Though important first steps towards a deeper economic union, these programmes alone will not suffice to ensure Europe’s unity and resilience in the context of an increasingly antagonistic international environment.
For Buti, the quality of any new policy measure matters more than the quantity. Finer tuned policies could, for example, be designed to finance productive investments, rather than stoking demand inflation via broad strokes. In terms of next steps, the capital markets union, banking union and more permanent fiscal facility were among the reforms discussed.
First, Europe must establish a functioning capital markets union.

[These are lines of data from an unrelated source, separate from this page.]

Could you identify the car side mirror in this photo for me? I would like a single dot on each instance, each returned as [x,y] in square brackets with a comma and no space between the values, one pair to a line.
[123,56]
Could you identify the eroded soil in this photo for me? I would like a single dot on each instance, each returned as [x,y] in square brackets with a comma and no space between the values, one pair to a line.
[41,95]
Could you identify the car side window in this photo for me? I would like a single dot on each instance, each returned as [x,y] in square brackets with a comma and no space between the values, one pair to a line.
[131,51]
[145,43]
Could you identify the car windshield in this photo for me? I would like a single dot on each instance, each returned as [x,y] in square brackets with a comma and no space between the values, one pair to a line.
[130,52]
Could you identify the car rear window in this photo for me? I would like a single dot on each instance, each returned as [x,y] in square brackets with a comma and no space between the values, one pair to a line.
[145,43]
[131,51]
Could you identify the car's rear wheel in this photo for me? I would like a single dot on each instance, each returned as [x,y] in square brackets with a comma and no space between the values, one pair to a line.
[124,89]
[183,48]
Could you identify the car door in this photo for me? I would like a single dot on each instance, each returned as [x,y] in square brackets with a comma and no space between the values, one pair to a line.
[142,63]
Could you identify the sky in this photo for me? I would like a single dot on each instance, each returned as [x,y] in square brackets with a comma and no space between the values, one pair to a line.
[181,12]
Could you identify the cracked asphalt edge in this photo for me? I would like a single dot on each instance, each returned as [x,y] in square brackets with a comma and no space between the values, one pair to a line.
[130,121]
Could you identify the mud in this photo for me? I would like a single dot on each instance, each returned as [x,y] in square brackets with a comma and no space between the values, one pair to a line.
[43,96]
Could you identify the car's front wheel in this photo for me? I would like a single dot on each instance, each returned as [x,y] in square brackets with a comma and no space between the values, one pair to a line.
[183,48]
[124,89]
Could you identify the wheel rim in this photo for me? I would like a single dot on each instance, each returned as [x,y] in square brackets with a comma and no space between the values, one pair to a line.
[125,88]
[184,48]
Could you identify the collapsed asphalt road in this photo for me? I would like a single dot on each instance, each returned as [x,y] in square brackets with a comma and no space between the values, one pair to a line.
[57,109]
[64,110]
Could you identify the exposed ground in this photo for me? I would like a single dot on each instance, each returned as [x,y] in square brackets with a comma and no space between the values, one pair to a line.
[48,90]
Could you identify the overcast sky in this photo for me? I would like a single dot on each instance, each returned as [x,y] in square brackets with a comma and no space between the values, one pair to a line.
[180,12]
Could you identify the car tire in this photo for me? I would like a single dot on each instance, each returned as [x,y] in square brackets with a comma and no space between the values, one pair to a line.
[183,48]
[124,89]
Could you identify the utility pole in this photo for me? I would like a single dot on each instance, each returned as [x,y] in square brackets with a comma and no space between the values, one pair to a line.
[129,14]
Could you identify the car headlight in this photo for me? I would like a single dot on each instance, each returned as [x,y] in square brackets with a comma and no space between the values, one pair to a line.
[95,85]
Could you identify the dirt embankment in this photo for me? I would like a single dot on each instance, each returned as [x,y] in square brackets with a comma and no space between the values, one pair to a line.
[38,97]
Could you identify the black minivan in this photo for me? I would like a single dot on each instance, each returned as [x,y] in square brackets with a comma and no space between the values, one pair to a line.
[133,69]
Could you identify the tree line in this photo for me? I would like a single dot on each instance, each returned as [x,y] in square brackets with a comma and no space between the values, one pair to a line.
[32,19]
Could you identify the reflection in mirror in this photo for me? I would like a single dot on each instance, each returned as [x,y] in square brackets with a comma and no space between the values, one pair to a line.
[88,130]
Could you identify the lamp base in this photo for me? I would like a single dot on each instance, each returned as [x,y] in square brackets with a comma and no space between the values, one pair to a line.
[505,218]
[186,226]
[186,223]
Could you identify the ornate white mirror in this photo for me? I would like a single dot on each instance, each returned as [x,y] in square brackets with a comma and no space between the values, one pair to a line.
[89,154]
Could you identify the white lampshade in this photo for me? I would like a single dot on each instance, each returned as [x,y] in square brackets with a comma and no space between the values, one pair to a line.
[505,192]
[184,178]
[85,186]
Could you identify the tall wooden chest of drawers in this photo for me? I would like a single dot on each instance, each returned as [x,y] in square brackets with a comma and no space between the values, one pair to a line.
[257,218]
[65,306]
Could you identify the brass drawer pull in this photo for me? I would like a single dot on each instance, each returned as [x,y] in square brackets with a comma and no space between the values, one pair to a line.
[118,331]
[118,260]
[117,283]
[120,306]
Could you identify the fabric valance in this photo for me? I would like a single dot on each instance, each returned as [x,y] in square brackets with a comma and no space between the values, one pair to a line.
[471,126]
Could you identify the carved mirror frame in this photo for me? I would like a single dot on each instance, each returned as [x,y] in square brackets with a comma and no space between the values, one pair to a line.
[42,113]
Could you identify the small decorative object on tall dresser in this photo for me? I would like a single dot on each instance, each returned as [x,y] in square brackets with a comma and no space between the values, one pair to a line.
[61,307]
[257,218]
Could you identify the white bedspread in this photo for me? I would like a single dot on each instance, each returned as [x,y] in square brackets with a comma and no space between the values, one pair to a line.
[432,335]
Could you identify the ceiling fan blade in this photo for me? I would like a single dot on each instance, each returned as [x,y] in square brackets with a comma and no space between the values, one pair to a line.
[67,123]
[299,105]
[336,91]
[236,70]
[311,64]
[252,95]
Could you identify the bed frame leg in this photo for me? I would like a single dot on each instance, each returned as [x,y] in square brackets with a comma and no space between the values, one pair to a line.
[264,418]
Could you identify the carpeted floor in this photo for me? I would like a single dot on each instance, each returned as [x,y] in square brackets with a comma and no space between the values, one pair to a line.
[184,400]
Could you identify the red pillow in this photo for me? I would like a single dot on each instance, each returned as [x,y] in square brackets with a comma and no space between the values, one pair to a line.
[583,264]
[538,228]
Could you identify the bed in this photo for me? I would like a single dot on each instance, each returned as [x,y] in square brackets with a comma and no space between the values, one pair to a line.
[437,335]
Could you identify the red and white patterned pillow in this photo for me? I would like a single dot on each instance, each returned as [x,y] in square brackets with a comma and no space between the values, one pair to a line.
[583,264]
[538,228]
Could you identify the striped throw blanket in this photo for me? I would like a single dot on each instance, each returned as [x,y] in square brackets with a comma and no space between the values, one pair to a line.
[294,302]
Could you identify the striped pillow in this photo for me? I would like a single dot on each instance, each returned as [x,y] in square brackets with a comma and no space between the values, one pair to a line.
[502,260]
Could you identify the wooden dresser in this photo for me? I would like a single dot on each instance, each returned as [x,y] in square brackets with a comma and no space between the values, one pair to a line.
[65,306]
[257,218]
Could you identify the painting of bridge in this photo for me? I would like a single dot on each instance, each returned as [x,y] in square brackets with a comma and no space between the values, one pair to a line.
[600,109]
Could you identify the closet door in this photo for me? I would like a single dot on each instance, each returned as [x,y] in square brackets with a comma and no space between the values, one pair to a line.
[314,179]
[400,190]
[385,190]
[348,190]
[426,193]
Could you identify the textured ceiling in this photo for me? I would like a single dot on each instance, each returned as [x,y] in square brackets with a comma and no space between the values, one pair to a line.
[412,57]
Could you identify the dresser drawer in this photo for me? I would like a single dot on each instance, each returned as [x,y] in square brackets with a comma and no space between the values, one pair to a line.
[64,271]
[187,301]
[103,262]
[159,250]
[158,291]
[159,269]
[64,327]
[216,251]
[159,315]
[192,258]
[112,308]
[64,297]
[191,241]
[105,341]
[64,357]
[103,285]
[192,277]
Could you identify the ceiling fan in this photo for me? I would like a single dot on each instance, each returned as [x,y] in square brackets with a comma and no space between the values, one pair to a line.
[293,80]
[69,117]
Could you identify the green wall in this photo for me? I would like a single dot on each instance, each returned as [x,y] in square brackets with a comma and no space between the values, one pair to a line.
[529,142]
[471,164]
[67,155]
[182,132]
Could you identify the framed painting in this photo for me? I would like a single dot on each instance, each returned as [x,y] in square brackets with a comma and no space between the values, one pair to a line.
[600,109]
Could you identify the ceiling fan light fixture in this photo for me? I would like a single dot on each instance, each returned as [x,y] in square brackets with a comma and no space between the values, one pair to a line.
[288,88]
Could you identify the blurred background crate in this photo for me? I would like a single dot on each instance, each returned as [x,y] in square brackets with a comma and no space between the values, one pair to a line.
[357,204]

The CMU initiative has been discussed since the 2008 financial crisis, gaining momentum after the UK’s departure from the EU. It is now more important than ever to meet the financing needs of economic recovery from the pandemic and war shocks, and to finance the green and digital transitions. There is an opportunity for the EU to capitalise on the success of the NGEU to deepen onshore capital markets and facilitate productive investment within the six pillars of the RRF.
Second, the banking union is necessary to ensure that EU banks are well regulated, supervised and sufficiently resilient in the face of external disruptions. The single supervisory mechanism and single resolution mechanism came into force in 2014 and 2015, respectively, with all euro area members admitted automatically. Nevertheless, the European Deposit Insurance Scheme proposed by the Commission – intended to protect depositors, improve financial stability and decrease banks’ moral hazards – has not yet been adopted.
Unlike the CMU, which has largely been stalled by technical roadblocks, progress on a more comprehensive banking union has been stalled by a lack of political impetus. This is likely to be the most challenging aspect of comprehensive financial reform. The roundtable attendees discussed how the political roadblock may now be less of an issue due to the pressing need for Europe to step up on the world stage.
Finally, as government debt has been bloated by pandemic fiscal stimulus, there is a need for a revision of the EU’s debt anchor. The so-called ‘escape clause’ of the Maastricht treaty rules was implemented at the outbreak of the pandemic, de facto suspending the rules of the stability and growth pact. This opportunity should be used to reform the EU’s fiscal architecture. Any fixed debt ceiling will need to be both credible and realistic.
In the face of a changing world, institutions must change with it. The EU has an opportunity to harness these crises to implement much-needed reform within its institutions and member states. As fiscal and monetary levers reach the end of their capacity, new instruments are needed to finance equitable and resilient growth in Europe. If these vulnerabilities are not addressed, it is difficult to believe that the EU can play a credible geopolitical role when exposed to all winds in a crisis.
Ellie Groves is Managing Director and Taylor Pearce is Economist at OMFIF’s Economic and Monetary Policy Institute.